Adding -no-pie manually works:

./configure CC="musl-gcc -no-pie -Os" ASPP="musl-gcc -c"

If I add -static the way the musl-static OPAM package does it:

./configure CC="musl-gcc -Os" ASPP="musl-gcc -c" LIBS="-static"

the generated ocamlc.opt is still a PIE, not a statically-linked executable, and still crashes.

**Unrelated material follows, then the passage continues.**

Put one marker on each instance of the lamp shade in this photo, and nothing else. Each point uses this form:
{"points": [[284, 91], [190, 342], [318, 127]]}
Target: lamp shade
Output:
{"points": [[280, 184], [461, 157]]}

Bottom line: the musl OPAM variants are broken on i386 and probably most other non-x86-64 platforms. This PR doesn't make things worse, but doesn't magically fix the OPAM variants either.

[gasche]

Totally random question: idly browsing the web on related matters (I was curious if other groups had run into this limitation of musl), I see discussions of -static -pie or (in recent versions of GCC only) -static-pie options. Is there a chance that using those could make some aspects of this thing nicer?

[xavierleroy]

I realize that -static and -pie/-no-pie are mostly orthogonal: -static means that all libraries are pre-linked in advance and will not be dynamically loaded at start-up; -pie means that the executable is position-independent and can be relocated to random addresses at start-up.

So, to fix the musl-static OPAM variants, -no-pie -static should work. Let me try right now.

[xavierleroy]

Here is the verdict for

./configure CC="musl-gcc -no-pie -Os" ASPP="musl-gcc -c" LIBS="-static"

It builds without crashing, but the generated ocamlc.opt and ocamlopt.opt are NOT statically linked.

It turns out that ./configure LIBS="-static" does not work: no -static option is given to the C compiler by ocamlopt at link-time.

One more thing to fix in these musl OPAM variants, I'm afraid. Does anyone use them?

[avsm]

They do work on x86_64; the way to make them generate a static executable is by (in the case of dune) passing a workspace override to add -static. For example this is done in the ocurrent/ocaml-ci.

Note that the vast, vast majority of container uses are x86_64, especially for static Linux binaries. There is little enough distro variation on aarch32/64 that it's easy enough to just build dynamic Linux binaries there per-distro. So with that in mind, I don't think it's really worth backporting this to earlier OCaml versions.

I am, however, now working on getting us i386 container images as part of our container CI matrix. The only 32-bit image we currently build is arm32v7.